It would do us well, today, to think of our enemy – I think all of us have one – someone who has hurt us or wants to hurt us. The Mafia’s prayer is: ‘You’ll pay me back.’ The Christian prayer is: ‘Lord, give them Your blessing, and teach me to love them.’ Let us think of one enemy, and pray for them. May the Lord give us the grace to love them. ~ Pope Francis
Sometimes, I can’t help but think that the biggest slaughterhouse around must be in my own heart. Too often that is where those who hurt me unknowingly end up. No, I don’t imagine killing people. But I am pretty creative about the path I wish them on when they have hurt me so deeply that forgiveness seems an impossibility.

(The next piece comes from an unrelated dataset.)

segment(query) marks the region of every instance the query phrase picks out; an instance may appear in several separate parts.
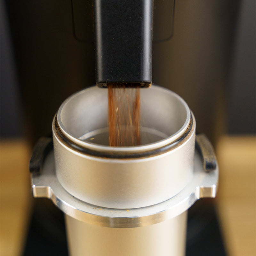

I have a lot in common with them Mafia.
But today, as I struggle with those who have hurt me, God tells me to do the impossible:
Ask Me to Bless them
Love them
It is asking me to scale the mountain when I can’t even manage the hill. So, so often He tells me to love my enemies. The frequency of this exhortation just goes to show what my biggest struggle is. I wish He would tell me something else for a change. That He would take my wound-ers away. Or that He would ask them to wear my crown for a day, carry my crosses, live my journey.
But He does none of it.
I eye the two pearls He has placed before me today. Ask Me to Bless them. Love them. As if the asking for the blessing wasn’t hard enough, my God wants me to love my enemies. Although I know God’s call to love is very different from my idea of a saintly, sincerely smiling face willingly inclined towards every spit and slap, I can’t help but feel despair that not only have I to pray for them, I have to cheerily love them as well.
Is it reversed, I wonder suddenly. As if in answer, an old memory rises like incense before me. Of two consecutive dreams one December night in my prison. The first dream of joy, then of sorrow. Then, eight months later, on the Nativity of the Blessed Virgin Mary, a sweet, feminine voice in the dark of dawn,
The dreams will be reversed in reality. Sorrow before Joy.
I look again at the two calls set before me now. Ask Me to Bless them. Love them. I suddenly see that it is indeed reversed.
Love them
Ask Me to Bless them
I am being asked to love those who hurt me by asking Jesus to Bless them.
I take a deep breath. The revelation makes things a little easier. I don’t have to be all chummy-friendly or walk around with a cherubic smile not mine.
And so I begin. Slowly, with a firmness of intent absent before, I take Pope Francis’ counsel. Every time the faces come before me, every time their hurt rises in my mind, I pray,
Jesus, Bless them.
It’s less of a struggle.
But it does not come as easy either.